I clicked on the link to learn more about orphaned articles and found that there were no links from other articles to this article, which meant that this article was apparently hard to find unless a searcher had very specific information. I clicked on a few more links to learn what I could do about the article’s orphan status. After a little more research, I found another Wikipedia article dolmens with a section on dolmens in Europe. Within that section, there was a paragraph on dolmens in Ireland, with some examples. The north of Ireland (where I am from) was mentioned, but there were no examples. So … I edited the dolmens article by adding a linked example of the Annadorn dolmen.
I hope I’ve done it correctly! Before I did any actual editing, I read a Wikipedia article on how to edit Wikipedia and FAQs about editing. I opened a Wikipedia account (as advised by the articles) and tested my edit in my sandbox. Despite testing and getting the desired results in the sandbox, I mucked up the link twice before I got it working in Wikipedia. I’m a little overwhelmed by the responsibility of editing Wikipedia and the global consequences of any mistakes I might have made. I’ve checked the link, via several routes, and it seems okay. I’m still waiting for a scolding email from someone to tell me I’ve mucked up the whole system …
As I reflect on my own process, it occurs to me what a powerful thing it is for students to participate as global collaborators and contributors. I see strong connections to the previous module on digital citizenship; as students contribute more, and more publicly, it becomes increasingly important that they have a deep understanding of the importance of on-line integrity.
This week’s challenge is to revisit a project and align the project objective with a set of standards. For this challenge, I decided to reflect on our collaborative writing wiki project and to align the objectives with the ISTE NETS for students.

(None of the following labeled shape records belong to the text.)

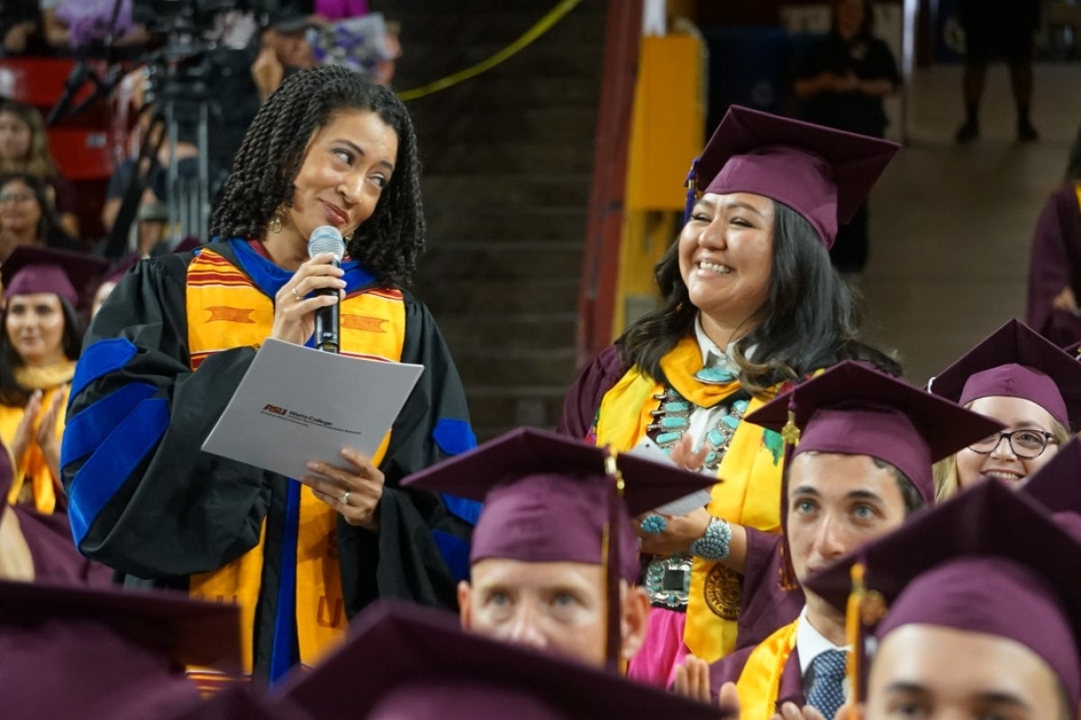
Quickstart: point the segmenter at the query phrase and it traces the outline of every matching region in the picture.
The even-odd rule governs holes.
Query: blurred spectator
[[[316,67],[308,44],[308,28],[315,27],[308,15],[284,9],[270,15],[261,38],[261,47],[252,64],[252,79],[259,92],[259,103],[277,90],[282,79],[297,70]]]
[[[8,173],[43,180],[61,227],[71,237],[79,236],[79,199],[71,182],[56,169],[44,120],[32,105],[14,100],[0,101],[0,174]]]
[[[19,248],[4,261],[0,439],[15,458],[8,502],[51,514],[67,506],[59,476],[68,383],[82,347],[81,294],[105,262],[81,253]]]
[[[368,14],[368,0],[316,0],[316,14],[329,21]]]
[[[979,137],[979,100],[987,65],[1002,58],[1010,68],[1010,87],[1017,108],[1017,139],[1039,139],[1029,118],[1032,105],[1032,44],[1040,25],[1039,0],[958,0],[958,19],[964,30],[964,123],[955,138]]]
[[[882,137],[886,116],[883,98],[900,85],[897,62],[873,35],[870,0],[833,0],[830,32],[812,45],[796,67],[796,94],[803,99],[803,119],[838,130]],[[829,250],[841,272],[859,272],[867,264],[867,203],[838,228]]]
[[[115,4],[115,0],[41,0],[45,40],[62,55],[79,49],[101,54],[110,30],[116,47],[144,44],[149,36],[132,21],[131,0],[121,0],[116,27],[110,27]]]
[[[0,262],[21,245],[78,249],[61,227],[49,186],[27,173],[0,176]]]
[[[1032,236],[1025,323],[1059,348],[1081,341],[1081,127],[1066,177],[1040,213]]]
[[[4,55],[49,55],[50,46],[41,29],[38,0],[0,2],[0,57]]]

In our planning documents we had identified the purpose of the wiki as:
- to provide students witn an authentic audience for their writing
- to give students an opportunity to work collaboratively
- to enable parent involvement
- to provide opportunities for differentiation so that students can work at their own levels, scaffolded and extended at a level that is right for each child
When I cross-referenced these purposes with the NETS, I found that the purposes were closely aligned with Communication and Collaboration, 2a and 2b
As I read through the rest of the NETS I realized that we do coven many of the outcomes at a level that is appropriate for Kindergarten. However, currently we don’t have a structure for tracking or assessing technology outcomes. They are planned for and documented in the appropriate subject-specific planners, but we don’t have an overview. This can lead to gaps. It would be useful to have some way of getting a “whole picture” view. I find the ISTE NETS useful for my own personal record. I would like us, as a school, to put in place some structure to help us track and evaluate students’ skills, knowledge, attitudes and understanding as they move through the school.